The suit further alleges Jeremy Johnson did not disclose his 2012 bankruptcy filing to investors. Additionally, the Johnsons and Gregory did not disclose that Gregory had used a C-Quadrant business loan to pay investors in an unrelated entity, using the extraction facility property as collateral for the loan.
Meanwhile, the lawsuit called a positive summary of Portillo’s background in RJ Holdings’ private placement memorandum “materially misleading in light of Portillo’s extensive criminal record.” That record includes domestic violence and witness intimidation convictions, as well as convictions for felony assault with a deadly weapon, felony taking of a vehicle and felony possession of marijuana for sale, according to the suit.

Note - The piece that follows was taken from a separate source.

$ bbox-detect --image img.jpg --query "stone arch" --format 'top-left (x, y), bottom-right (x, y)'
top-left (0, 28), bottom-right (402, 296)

Portillo had formed RJ Holdings as a fundraising vehicle for C-Quadrant. Portillo, RJ Holdings and CIS Marketing falsely stated to prospective investors that they were guaranteed a 100% annual return and that existing investors already received such returns, the suit says. Through his entity, Portillo raised about $2.8M from about 52 investors in multiple states, it says.
Defendants Lloyd and Heckele conducted at least two unregistered securities offerings, the suit says. One of their entities raised nearly $3M from 61 investors in multiple states to invest in C-Quadrant. Their other entity raised about $755,000 from about 16 investors in multiple states to invest in one of the Johnsons’ entities and, in turn, the marijuana farm.
But Heckele, Lloyd and their two entities “deceived investors” over the expected returns on investments, the suit says. They suggested investors were guaranteed a return of 100% or more each year, but existing investors weren’t making “anywhere close to that amount,” the suit says.
The SEC seeks permanent injunctions, disgorgement of the gains plus interest, and civil penalties.